Mental health is the ability to deal with stress and other problems in an effective way. It encompasses the emotional, psychological, and social well-being of an individual, affecting cognition, perception, and behavior.
It is also a key factor in determining how an individual responds to interpersonal relationships, making decisions, and dealing with life’s daily stresses. Everyone is at risk for developing a mental illness, no matter what their age, gender or income. It is important to seek help for a mental health problem if it is causing you or someone you know harm, even if you don’t think there’s a reason for it.
Most people with a mental illness recover to lead happy and productive lives, although some may have more severe symptoms that require additional treatment or support. Some conditions can be treated through medication, while others require specialised treatment such as psychotherapy.
A person’s mental health can change quickly and a person may have periods when they are feeling better. If you feel like you’re not coping or are struggling with thoughts of suicide, it’s important to seek help as soon as possible. A mental health crisis may also indicate a more serious problem, such as substance abuse, violence or domestic or sexual abuse.
There are many different kinds of mental illnesses, and each is characterized by a specific set of symptoms. Diagnosis of a mental illness is made by a doctor and is based on a medical assessment, including questions about your thoughts, moods and behaviours. If you suspect you have a mental health problem, make an appointment to see your doctor today.
Untreated mental health disorders can have a devastating impact on an individual’s life, family, and society at large. They can cause disability, unemployment, homelessness, incarceration and suicidal ideation. They also contribute to other health conditions and increase the risk for other diseases.
Mental illness affects the brain, and the latest scientific advances are unlocking its physiology and biochemistry.
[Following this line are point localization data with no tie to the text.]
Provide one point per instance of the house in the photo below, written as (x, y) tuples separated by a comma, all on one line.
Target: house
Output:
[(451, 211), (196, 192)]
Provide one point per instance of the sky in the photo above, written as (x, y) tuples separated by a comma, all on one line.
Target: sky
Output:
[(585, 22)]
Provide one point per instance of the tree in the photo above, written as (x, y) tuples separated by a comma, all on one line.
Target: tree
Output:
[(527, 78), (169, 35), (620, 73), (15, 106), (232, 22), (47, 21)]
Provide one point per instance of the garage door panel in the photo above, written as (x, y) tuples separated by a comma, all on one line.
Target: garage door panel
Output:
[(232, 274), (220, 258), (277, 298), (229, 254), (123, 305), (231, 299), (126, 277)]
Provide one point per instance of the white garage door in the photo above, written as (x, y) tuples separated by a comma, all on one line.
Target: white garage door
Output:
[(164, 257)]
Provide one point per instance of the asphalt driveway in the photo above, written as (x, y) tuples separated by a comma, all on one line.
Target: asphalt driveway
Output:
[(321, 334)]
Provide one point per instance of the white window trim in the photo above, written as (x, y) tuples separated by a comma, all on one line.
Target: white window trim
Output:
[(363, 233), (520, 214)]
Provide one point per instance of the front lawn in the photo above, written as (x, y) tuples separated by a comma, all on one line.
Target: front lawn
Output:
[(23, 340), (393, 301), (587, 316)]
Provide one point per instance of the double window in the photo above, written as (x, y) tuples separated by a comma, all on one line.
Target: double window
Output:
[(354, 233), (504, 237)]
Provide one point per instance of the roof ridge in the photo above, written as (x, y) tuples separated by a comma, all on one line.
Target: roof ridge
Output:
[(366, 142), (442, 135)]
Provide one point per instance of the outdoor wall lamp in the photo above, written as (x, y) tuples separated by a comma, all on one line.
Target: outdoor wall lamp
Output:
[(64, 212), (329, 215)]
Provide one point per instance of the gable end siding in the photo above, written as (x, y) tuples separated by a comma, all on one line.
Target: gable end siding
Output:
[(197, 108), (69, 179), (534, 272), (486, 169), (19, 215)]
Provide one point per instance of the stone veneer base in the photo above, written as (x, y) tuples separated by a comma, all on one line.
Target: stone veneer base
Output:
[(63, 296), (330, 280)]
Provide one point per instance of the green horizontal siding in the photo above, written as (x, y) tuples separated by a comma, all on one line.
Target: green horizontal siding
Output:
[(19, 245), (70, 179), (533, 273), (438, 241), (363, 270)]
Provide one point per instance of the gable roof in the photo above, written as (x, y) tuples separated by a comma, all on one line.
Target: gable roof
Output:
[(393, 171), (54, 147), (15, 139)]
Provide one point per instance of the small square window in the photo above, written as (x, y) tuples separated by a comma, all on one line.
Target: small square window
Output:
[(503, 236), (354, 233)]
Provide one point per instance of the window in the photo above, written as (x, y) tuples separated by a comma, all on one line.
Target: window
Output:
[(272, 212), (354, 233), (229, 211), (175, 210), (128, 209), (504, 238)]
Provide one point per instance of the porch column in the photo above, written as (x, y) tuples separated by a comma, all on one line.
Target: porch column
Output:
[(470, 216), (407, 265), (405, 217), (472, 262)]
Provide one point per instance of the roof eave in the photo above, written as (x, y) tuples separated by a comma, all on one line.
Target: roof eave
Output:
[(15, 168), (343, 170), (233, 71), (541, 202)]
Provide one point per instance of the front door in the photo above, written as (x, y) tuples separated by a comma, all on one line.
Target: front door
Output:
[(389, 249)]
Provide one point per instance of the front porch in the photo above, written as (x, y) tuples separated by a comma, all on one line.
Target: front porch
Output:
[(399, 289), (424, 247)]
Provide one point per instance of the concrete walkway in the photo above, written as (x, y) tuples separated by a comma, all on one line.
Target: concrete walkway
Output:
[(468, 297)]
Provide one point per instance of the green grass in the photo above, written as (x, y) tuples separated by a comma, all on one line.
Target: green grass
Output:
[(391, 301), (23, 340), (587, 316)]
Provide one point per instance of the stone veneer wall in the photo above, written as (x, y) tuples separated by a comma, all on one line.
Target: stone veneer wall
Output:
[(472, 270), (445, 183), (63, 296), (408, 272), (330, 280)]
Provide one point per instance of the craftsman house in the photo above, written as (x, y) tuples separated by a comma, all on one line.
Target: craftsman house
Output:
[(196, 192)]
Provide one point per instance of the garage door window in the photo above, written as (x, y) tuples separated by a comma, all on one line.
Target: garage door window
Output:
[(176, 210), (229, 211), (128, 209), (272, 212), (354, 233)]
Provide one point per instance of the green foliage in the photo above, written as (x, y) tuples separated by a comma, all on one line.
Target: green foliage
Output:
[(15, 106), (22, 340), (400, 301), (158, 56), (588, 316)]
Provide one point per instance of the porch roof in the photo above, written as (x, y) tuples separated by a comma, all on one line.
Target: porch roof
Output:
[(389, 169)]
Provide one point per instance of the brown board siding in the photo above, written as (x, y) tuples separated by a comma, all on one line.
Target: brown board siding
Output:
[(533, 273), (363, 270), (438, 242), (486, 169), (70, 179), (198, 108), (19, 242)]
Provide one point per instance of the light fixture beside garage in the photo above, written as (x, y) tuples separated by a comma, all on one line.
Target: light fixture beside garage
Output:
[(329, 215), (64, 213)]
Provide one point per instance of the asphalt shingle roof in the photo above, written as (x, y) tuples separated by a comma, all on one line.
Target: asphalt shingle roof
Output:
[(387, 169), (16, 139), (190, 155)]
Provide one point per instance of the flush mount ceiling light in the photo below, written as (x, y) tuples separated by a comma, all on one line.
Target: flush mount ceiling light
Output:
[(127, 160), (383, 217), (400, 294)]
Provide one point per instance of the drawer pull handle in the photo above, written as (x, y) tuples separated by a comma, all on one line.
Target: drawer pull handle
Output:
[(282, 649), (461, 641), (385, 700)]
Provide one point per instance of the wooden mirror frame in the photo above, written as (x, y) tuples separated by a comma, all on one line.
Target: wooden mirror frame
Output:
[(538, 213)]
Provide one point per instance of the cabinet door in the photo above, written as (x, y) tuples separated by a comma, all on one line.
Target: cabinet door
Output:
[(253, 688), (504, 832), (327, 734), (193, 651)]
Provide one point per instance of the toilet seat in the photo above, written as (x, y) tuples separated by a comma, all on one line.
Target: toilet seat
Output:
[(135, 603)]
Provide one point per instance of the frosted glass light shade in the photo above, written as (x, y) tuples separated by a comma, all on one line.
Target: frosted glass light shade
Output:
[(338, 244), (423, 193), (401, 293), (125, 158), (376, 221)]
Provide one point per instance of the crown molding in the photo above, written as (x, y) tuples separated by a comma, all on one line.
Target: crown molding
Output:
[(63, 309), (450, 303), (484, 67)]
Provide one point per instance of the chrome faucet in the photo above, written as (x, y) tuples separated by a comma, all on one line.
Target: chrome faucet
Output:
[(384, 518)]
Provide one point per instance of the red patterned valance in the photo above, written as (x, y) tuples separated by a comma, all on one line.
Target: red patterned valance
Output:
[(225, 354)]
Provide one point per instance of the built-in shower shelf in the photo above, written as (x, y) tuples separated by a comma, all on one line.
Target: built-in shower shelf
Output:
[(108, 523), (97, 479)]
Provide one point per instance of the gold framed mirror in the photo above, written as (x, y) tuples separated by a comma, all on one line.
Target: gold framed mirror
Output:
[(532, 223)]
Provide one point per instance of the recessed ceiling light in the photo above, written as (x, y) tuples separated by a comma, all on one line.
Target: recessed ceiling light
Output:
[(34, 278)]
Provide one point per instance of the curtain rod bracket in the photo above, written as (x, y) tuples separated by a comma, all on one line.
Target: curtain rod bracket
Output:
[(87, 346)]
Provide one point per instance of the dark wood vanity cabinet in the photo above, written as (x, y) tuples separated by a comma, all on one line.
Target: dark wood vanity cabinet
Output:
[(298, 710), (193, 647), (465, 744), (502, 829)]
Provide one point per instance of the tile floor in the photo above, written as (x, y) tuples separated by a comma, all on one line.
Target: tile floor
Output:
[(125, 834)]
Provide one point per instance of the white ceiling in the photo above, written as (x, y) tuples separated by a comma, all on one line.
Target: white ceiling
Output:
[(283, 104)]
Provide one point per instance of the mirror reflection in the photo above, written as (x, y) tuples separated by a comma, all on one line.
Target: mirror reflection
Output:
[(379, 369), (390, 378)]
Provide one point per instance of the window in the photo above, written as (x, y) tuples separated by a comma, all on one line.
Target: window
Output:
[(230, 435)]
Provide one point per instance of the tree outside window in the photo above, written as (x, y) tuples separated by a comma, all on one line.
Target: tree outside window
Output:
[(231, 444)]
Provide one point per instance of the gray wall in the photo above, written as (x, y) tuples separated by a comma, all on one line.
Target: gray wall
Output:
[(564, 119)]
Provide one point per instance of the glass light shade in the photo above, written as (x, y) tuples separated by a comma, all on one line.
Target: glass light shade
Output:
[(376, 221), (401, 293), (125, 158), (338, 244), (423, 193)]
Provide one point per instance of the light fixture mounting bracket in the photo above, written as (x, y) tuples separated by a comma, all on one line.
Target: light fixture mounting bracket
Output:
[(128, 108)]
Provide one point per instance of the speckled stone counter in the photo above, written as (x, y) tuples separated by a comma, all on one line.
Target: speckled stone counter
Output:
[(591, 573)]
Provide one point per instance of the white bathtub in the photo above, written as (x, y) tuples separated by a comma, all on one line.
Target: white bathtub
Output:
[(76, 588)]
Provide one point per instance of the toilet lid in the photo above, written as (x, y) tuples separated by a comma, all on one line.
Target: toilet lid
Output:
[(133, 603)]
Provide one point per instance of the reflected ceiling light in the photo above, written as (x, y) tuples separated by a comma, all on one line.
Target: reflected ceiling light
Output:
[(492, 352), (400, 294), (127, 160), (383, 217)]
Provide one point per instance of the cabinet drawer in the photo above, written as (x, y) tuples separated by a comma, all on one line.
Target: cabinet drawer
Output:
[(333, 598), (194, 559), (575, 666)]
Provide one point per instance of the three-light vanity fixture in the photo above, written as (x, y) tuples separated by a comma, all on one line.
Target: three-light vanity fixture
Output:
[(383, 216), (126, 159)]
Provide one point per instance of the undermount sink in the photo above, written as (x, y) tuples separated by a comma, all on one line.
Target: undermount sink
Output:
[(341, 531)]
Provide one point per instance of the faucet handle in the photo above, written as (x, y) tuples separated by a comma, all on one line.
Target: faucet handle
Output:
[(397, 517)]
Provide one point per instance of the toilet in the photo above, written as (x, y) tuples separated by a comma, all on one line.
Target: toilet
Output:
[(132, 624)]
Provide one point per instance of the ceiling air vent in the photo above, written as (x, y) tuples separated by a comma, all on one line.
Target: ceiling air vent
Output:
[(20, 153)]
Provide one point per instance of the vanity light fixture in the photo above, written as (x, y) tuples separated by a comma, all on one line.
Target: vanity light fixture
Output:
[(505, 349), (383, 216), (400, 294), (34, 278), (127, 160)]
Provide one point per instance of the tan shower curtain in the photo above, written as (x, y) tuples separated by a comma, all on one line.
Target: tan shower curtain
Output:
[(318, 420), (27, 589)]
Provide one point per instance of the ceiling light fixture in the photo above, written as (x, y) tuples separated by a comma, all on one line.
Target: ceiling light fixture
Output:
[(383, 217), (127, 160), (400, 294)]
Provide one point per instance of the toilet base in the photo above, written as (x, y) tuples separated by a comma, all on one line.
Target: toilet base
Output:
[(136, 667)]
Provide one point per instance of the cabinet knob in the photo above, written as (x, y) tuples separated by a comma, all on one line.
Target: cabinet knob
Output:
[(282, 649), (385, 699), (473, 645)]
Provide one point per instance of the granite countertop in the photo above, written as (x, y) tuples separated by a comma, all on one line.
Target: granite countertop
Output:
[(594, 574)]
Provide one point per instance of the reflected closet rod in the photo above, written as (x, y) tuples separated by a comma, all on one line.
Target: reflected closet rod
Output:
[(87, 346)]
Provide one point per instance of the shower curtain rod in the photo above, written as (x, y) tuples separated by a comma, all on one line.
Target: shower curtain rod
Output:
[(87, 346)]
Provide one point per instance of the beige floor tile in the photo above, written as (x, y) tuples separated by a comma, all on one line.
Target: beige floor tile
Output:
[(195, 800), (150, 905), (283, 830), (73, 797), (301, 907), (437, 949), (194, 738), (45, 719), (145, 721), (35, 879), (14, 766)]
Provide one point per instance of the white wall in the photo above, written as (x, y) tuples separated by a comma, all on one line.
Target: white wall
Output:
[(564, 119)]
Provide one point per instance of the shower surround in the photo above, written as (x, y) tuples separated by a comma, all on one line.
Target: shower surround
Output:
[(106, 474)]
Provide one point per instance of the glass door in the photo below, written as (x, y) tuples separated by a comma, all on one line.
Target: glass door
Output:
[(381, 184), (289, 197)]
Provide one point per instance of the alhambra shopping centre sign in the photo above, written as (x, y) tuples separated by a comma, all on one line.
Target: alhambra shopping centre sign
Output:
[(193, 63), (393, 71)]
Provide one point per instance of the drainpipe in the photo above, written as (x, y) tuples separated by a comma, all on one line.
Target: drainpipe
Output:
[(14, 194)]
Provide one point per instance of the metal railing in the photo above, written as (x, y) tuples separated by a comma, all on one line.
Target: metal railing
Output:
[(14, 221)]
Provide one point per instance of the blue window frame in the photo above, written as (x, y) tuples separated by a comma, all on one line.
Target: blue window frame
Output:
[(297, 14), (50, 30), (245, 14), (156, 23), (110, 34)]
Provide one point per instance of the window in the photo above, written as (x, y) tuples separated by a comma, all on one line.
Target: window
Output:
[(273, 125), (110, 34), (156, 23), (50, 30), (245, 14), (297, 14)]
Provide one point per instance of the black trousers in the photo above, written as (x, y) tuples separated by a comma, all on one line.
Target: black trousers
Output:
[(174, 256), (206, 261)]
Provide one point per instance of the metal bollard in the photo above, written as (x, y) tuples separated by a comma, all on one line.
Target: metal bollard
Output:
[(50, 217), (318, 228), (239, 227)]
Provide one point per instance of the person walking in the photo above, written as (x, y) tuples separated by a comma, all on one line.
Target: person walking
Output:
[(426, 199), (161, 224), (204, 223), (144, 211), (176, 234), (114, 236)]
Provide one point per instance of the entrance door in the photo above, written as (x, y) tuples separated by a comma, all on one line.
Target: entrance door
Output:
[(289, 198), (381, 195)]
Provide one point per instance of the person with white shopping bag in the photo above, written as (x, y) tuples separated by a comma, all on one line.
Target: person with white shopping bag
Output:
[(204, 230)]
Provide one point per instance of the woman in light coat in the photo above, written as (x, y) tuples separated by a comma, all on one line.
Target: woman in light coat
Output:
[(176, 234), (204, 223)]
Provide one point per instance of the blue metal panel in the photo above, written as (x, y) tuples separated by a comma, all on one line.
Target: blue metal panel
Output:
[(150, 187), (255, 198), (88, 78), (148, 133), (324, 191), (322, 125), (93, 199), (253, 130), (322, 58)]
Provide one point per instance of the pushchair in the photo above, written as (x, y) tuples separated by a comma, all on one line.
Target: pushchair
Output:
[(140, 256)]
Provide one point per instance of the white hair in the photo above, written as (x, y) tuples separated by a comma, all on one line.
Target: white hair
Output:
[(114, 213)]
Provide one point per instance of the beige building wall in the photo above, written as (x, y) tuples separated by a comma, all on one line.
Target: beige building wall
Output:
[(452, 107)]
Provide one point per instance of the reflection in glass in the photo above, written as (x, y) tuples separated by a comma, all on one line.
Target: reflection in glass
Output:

This is helping doctors find new treatments for mental illnesses, and bringing mental health care more in line with traditional health care.
When you are feeling depressed or anxious, it’s essential to seek help and stay on a treatment plan. It’s also important to keep your primary care physician updated on your condition and symptoms so they can adjust your medications safely if needed.
It is also important to understand that a mental health condition doesn’t have to be a life-threatening illness. With early, consistent treatment, most people can manage their condition and overcome the challenges it brings.
Some people have symptoms that can be difficult to recognise, such as a lack of energy, changes in appetite or sleeping patterns, or changes in thoughts or feelings. These can be a sign of an existing mental health disorder or could be caused by other factors, such as stress, illness, drugs or alcohol.
During the COVID-19 pandemic, about 4 in 10 adults reported symptoms of anxiety or depression. This is consistent with the number of people who reported these symptoms in the months before the pandemic began, and is above what was expected for this population.